The figure measures wallet inactivity, not investor intent. A coin can be dormant because its owner is holding with conviction, but it can also be dormant because keys were lost or an address was abandoned, so the metric describes behavior on the chain rather than a stated plan. For related coverage, see Apr 13 Bitcoin ETF NetFlow Update: 3,353 BTC Daily Inflow, 10,712 BTC Weekly.

TLDR KEYPOINTS

  • About 38% of Bitcoin has not moved on-chain in more than four years.
  • Dormant supply tracks wallet inactivity, not confirmed holder intent.
  • Older coins can still reactivate, so the signal is not permanent.

Why long-term holder behavior matters for Bitcoin

When a larger portion of supply stays inactive, fewer coins are effectively circulating in the active market. Glassnode groups this alongside broader supply scarcity indicators that track how much Bitcoin is realistically available to trade. For related coverage, see 15–20% of Bitcoin Miners Now Unprofitable, CoinShares Report Reveals.

This is where the distinction between long-term holding and short-term speculation matters. Coins dormant beyond four years sit far outside the horizon of active traders, and analysts often read a rising dormant share as reduced sell-side pressure from existing holders.

The signal is not absolute. Dormant coins can move again at any time, and a shift in older cohorts would show up first in shorter-dormancy bands such as the one-year active-supply metric before affecting the four-year figure.

How investors may interpret the signal going forward

A high dormant-supply share can be read two ways. To some it reflects patience among existing holders and a tightening of liquid supply, a framing consistent with reporting on Bitcoin’s on-chain recovery despite shifting supply conditions.

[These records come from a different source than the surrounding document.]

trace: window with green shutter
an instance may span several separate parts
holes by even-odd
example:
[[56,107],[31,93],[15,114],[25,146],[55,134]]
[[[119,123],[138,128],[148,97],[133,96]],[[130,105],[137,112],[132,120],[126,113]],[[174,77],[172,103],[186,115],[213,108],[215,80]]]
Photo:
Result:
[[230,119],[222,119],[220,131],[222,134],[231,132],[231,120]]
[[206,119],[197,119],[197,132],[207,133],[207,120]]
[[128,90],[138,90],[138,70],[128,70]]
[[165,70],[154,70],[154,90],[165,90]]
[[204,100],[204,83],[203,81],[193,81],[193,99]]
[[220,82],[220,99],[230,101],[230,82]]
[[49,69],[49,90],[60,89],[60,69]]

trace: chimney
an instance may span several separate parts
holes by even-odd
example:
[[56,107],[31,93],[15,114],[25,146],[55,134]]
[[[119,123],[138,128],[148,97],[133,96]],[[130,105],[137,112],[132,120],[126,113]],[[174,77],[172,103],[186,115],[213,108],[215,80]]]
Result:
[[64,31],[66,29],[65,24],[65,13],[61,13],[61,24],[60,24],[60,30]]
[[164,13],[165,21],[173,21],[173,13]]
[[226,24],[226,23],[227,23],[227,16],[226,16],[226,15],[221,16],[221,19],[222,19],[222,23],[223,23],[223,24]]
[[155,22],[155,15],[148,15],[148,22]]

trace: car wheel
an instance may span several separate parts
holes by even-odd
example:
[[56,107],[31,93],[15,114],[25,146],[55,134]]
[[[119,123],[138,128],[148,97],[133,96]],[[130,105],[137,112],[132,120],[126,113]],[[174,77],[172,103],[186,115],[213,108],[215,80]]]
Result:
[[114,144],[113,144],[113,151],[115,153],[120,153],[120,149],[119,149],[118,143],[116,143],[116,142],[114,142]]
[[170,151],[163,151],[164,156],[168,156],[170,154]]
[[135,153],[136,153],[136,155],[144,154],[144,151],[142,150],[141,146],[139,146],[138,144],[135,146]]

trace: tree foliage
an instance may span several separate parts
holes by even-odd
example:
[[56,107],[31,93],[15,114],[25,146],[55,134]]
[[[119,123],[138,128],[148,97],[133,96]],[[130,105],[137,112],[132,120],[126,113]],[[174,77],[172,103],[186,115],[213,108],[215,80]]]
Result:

The more cautious read is that dormancy metrics say nothing about future demand, and that any reactivation of older coins could become a market signal in its own right. Movement in the deepest cohorts, such as the five-year dormant supply band, is watched closely for exactly this reason.

The dormant-supply picture also sits alongside demand-side flows, including the pace of spot Bitcoin ETF accumulation and periods when inflows rebound during volatility. Together these metrics give a fuller view of how tightly held Bitcoin is heading into upcoming market cycles, which is why the four-year dormancy reading is worth monitoring rather than treating as a forecast.

Disclaimer: This article is for informational purposes only and does not constitute financial or investment advice. Cryptocurrency and digital asset markets carry significant risk. Always do your own research before making decisions.